Abstracts of papers presented at the fifteenth Genetics Society's Mammalian Genetics and Development Workshop held at the Institute of Child Health, University College London on 22 and 23 November 2004

The Transforming growth factor-β (TGF-β) family control diverse cellular processes and specify cell-fate/differentiation during embryogenesis in vertebrates and invertebrates. Mutations disrupting TGF-β signalling lead to developmental abnormalities and a range of diseases such as cancer. Nodal is a major TGF-β signal, responsible for gastrulation in embryogenesis. Arkadia (Akd) was discovered by mouse gene-trap mutagenesis and encodes a nuclear E3 ubiquitin ligase. Akd allows the Nodal signal to reach its maximum level and Akd-null mice lack mammalian organiser (MO) and mesendodermal tissues.
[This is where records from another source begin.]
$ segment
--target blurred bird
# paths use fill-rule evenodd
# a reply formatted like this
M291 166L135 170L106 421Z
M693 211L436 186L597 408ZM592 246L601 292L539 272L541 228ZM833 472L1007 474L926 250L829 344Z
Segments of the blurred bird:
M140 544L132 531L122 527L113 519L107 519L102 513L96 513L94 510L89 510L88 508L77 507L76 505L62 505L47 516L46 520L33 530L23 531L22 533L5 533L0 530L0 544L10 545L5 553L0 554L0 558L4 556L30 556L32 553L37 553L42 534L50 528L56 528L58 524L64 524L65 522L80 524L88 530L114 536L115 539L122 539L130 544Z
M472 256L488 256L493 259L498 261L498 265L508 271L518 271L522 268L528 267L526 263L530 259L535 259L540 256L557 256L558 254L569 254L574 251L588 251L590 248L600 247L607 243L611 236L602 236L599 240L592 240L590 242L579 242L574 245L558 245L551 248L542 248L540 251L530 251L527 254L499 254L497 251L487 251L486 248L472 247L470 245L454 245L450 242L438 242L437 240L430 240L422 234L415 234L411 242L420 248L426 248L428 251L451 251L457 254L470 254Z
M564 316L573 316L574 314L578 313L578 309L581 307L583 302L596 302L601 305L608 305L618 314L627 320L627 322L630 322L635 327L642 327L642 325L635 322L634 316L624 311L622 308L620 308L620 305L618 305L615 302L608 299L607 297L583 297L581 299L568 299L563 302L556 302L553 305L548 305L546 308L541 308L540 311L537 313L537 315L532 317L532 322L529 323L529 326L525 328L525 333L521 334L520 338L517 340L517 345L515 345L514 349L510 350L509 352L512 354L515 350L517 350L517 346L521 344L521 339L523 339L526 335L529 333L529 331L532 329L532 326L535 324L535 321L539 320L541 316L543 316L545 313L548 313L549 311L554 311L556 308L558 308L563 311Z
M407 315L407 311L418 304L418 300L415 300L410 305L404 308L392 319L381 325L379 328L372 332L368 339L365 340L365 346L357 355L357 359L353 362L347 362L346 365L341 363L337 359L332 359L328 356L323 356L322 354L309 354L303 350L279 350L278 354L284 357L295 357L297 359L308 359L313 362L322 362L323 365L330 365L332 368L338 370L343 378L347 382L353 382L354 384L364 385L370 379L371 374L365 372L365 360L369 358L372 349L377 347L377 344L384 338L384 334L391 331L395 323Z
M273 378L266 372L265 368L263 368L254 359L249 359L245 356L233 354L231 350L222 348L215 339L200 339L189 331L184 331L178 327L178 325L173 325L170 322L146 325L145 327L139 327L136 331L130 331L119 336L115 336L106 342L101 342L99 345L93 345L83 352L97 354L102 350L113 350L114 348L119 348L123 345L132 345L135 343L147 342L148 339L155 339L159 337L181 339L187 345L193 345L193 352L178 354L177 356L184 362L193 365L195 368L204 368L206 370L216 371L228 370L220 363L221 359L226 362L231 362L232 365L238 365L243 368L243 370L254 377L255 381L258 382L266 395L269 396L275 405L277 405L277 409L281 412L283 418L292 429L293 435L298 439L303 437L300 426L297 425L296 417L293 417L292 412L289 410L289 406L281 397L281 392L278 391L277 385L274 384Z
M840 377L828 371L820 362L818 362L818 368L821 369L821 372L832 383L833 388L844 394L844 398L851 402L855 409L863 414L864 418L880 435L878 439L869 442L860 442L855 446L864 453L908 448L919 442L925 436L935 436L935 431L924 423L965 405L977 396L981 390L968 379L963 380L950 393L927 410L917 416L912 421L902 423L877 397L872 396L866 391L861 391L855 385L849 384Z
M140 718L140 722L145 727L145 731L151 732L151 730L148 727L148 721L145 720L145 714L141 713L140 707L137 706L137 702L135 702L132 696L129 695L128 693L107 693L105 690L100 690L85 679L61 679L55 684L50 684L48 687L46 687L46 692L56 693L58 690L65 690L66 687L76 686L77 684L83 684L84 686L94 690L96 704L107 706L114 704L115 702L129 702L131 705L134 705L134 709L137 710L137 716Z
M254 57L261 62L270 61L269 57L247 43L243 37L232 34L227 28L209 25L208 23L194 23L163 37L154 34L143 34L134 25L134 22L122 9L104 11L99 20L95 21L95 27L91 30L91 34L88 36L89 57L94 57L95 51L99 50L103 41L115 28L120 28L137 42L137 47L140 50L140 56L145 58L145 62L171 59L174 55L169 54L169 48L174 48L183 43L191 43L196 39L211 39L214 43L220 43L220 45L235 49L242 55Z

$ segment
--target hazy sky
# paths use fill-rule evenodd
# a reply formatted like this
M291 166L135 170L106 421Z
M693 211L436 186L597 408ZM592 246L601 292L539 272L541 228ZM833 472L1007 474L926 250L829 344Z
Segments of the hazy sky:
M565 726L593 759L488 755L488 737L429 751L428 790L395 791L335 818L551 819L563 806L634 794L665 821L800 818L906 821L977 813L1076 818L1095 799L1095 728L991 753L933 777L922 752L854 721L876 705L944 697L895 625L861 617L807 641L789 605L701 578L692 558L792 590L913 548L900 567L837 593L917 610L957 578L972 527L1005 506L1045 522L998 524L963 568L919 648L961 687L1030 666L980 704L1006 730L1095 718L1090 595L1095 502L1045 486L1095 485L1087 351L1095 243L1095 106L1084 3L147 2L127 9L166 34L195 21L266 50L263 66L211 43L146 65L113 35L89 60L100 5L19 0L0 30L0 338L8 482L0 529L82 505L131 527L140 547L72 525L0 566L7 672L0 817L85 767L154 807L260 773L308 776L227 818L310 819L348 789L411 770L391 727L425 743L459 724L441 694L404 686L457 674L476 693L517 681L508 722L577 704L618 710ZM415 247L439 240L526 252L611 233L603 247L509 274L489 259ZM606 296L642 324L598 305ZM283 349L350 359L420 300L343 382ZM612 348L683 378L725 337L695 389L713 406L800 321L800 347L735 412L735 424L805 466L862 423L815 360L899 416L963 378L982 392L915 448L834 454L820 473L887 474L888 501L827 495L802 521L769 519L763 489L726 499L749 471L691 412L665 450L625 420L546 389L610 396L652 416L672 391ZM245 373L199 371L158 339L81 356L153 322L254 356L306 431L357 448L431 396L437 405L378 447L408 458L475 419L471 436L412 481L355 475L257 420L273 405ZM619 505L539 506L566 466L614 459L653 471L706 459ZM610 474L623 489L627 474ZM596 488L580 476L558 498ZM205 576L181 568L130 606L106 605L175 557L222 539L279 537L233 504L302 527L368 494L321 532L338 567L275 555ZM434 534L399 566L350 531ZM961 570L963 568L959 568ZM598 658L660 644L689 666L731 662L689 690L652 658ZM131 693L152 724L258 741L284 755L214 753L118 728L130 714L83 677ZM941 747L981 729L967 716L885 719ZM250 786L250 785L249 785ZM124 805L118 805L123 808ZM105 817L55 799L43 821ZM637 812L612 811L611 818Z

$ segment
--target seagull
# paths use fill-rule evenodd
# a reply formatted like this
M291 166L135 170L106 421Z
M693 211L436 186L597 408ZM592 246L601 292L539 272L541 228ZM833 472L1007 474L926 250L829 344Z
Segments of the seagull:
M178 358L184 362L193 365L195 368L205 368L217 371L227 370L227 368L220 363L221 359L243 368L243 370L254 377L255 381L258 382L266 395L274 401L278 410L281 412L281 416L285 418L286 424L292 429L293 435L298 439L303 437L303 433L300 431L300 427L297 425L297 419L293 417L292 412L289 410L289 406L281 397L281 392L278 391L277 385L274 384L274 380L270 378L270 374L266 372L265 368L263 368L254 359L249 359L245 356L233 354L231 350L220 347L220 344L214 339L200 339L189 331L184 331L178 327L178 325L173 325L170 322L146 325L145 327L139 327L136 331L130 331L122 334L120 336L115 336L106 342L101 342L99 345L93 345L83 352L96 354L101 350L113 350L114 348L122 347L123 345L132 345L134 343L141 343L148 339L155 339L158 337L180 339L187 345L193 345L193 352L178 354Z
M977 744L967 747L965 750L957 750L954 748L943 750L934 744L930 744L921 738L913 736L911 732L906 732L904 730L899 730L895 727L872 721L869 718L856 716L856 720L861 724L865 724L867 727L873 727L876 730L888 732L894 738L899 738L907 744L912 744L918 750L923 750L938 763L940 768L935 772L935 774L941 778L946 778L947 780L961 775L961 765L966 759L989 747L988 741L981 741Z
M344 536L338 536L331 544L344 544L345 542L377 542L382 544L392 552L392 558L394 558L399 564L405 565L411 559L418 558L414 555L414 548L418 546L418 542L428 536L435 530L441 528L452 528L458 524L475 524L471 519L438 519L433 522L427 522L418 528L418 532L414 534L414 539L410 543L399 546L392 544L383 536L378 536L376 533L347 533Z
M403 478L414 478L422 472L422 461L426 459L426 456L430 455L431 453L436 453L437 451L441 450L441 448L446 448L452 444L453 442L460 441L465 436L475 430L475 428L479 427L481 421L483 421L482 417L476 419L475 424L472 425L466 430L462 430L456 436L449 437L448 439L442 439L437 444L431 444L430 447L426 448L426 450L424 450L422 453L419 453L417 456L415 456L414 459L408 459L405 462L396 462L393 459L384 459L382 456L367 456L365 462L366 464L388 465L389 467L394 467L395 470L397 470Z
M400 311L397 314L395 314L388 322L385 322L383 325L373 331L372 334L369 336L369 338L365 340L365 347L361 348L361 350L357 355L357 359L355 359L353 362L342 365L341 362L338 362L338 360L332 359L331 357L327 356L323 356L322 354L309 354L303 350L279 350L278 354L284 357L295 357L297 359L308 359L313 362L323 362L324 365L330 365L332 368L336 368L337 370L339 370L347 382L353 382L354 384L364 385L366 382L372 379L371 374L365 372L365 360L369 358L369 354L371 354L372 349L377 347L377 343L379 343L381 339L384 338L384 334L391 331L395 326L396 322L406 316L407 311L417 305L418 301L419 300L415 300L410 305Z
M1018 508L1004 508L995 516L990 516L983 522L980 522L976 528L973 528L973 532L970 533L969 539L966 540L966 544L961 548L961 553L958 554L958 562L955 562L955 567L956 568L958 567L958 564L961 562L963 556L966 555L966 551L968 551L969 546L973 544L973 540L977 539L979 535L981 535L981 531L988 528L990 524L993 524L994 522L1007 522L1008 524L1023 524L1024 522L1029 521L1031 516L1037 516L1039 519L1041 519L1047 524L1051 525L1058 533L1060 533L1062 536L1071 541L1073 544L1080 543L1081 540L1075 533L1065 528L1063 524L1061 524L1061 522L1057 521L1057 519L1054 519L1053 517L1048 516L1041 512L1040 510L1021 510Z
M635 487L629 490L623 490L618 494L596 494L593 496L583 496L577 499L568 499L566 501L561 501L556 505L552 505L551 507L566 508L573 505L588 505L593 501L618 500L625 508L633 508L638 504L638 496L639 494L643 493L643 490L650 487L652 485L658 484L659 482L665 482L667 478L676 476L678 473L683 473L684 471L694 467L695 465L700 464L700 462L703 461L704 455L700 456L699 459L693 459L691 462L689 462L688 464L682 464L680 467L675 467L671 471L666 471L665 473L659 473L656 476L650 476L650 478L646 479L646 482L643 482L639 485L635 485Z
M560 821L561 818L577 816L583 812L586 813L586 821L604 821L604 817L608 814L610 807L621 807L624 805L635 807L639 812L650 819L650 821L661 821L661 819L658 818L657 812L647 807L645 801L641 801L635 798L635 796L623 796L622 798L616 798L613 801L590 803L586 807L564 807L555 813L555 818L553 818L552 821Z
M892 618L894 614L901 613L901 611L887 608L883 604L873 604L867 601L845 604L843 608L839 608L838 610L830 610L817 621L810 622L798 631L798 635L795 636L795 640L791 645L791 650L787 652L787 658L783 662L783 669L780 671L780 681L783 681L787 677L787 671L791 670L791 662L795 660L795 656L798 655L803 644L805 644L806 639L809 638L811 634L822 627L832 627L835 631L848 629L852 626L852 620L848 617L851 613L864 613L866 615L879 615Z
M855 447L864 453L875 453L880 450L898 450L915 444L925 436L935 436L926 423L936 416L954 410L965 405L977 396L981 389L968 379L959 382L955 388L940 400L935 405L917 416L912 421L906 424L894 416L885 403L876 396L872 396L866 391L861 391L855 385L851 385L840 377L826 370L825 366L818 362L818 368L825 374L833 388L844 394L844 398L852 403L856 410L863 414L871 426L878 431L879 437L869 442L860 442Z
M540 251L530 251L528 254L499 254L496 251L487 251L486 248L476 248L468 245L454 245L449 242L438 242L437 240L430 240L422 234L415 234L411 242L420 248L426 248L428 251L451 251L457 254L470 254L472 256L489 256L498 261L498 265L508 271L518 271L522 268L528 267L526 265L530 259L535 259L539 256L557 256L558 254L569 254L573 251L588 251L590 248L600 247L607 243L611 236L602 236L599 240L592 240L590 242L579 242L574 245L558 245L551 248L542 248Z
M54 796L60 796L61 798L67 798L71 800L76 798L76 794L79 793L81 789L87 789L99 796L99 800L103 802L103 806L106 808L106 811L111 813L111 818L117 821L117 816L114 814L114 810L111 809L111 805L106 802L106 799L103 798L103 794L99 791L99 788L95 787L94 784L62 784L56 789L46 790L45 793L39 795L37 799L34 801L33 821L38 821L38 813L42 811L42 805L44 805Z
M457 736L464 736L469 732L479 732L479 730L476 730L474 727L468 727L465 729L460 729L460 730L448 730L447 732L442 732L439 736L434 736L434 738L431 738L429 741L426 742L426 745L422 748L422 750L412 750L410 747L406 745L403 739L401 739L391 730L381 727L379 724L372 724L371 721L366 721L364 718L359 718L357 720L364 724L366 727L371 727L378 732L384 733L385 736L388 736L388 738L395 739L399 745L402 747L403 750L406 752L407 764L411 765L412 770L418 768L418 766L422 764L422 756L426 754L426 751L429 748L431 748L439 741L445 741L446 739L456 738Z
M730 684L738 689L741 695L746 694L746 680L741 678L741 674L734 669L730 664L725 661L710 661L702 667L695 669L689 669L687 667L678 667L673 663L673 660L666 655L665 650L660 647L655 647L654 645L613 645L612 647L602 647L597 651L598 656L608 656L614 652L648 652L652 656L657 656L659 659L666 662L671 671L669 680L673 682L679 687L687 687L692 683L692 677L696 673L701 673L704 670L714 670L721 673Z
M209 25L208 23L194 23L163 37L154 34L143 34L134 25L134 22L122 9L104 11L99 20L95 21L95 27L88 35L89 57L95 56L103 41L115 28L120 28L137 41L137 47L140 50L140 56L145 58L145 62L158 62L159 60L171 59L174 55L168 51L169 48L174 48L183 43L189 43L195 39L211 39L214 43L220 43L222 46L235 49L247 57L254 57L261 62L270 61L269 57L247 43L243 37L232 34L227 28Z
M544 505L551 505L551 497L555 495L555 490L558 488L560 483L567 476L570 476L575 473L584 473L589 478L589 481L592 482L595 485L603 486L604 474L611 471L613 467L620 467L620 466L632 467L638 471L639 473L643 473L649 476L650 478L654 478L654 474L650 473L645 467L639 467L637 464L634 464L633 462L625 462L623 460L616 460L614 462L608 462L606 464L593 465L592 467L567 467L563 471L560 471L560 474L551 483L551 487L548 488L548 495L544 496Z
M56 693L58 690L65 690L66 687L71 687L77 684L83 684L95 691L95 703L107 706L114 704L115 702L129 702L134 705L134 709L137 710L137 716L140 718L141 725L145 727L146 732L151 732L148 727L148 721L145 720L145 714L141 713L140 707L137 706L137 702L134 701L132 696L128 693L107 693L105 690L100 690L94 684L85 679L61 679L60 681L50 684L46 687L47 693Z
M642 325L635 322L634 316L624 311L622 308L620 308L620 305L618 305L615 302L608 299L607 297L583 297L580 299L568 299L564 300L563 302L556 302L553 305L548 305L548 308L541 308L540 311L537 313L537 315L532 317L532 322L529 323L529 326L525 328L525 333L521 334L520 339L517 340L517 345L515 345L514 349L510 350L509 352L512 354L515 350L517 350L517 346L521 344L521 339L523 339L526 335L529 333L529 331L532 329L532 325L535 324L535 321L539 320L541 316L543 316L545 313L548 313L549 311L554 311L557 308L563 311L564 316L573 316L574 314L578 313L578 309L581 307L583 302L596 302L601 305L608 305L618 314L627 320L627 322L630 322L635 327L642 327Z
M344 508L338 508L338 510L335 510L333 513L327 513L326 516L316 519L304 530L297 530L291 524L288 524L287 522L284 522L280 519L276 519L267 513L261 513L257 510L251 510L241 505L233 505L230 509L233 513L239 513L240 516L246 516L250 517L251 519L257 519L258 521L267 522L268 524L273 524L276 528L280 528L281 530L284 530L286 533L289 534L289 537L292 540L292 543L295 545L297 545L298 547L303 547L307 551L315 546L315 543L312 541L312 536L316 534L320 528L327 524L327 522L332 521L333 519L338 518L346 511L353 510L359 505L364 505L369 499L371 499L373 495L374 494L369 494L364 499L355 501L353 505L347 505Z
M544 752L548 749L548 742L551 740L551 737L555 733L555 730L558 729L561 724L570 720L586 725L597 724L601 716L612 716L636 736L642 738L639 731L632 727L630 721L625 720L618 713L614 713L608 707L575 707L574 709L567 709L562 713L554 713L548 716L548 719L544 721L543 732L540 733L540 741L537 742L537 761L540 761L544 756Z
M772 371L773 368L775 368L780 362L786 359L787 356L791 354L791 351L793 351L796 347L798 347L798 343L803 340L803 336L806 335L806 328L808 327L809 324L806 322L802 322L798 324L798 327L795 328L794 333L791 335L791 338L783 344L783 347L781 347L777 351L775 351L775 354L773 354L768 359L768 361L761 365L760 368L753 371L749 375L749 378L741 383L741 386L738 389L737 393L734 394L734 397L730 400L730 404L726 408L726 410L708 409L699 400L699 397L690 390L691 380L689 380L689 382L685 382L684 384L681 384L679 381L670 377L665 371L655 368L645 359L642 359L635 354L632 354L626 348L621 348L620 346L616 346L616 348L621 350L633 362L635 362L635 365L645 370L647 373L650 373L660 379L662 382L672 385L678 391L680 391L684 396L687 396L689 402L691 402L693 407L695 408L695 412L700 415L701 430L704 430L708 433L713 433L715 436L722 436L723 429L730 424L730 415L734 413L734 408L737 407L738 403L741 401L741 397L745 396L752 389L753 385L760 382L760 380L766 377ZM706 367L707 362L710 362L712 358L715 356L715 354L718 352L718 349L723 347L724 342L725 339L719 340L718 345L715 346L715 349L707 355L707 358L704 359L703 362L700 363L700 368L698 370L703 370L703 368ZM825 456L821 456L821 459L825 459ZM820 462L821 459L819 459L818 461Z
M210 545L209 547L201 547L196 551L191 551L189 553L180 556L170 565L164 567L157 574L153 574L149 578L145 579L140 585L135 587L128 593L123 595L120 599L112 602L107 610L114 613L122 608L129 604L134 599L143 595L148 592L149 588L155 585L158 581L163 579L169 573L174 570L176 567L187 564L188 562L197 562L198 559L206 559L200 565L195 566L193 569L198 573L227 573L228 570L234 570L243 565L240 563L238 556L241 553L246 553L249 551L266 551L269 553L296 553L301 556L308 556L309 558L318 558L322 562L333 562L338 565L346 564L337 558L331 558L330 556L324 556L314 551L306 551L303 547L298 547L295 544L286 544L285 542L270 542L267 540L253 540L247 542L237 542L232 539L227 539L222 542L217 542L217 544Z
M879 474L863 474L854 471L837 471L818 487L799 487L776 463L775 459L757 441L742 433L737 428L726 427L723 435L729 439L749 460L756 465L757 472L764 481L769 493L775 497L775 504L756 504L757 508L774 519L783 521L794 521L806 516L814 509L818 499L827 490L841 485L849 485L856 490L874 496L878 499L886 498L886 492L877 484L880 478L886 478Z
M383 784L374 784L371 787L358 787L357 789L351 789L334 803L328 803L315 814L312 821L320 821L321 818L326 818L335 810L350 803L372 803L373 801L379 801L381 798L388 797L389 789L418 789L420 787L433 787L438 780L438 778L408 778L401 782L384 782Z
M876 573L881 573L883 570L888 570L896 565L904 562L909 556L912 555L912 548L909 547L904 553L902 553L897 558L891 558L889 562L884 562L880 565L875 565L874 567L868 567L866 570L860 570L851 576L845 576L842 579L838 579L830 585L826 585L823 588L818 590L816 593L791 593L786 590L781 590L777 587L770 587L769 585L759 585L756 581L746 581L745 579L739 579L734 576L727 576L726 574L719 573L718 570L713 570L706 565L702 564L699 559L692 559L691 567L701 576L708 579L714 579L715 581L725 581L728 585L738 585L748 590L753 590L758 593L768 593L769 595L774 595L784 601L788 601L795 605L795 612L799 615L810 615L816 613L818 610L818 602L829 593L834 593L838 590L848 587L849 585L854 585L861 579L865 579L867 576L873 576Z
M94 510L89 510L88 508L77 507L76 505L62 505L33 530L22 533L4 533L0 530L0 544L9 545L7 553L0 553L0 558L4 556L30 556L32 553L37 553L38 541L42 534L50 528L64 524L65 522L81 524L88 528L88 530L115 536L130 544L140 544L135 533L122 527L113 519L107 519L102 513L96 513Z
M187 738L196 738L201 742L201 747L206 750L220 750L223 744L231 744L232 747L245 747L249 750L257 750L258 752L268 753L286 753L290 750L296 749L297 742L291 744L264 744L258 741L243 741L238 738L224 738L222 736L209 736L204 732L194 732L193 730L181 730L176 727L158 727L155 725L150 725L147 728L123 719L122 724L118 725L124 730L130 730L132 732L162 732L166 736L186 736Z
Although Akd RNA is ubiquitously expressed, Akd-null mice lose a subset of Nodal-dependent functions. The specificity of Akd function is therefore most likely to be regulated post-transcriptionally or by co-factors. Akd possesses differentially spliced 5′ untranslated regions (UTRs) and large 3′ UTR. We have employed bioinformatics and developed a reporter system to address Akd post-transcriptional regulation. Akd RNA may initiate from different promoters and 5′ UTR differential splicing, upstream AUGs (uAUGs) and open-reading frames upstream (uORFs) may regulate protein translation. 5′ and 3′ UTRs can interact to either destabilise or decrease translational efficiency of RNA. The nature of this interaction is cell-type and signal level dependent. These data may represent mechanisms by which translational control of Arkadia is achieved and ultimately how TGF-β/Nodal signalling is regulated during embryogenesis.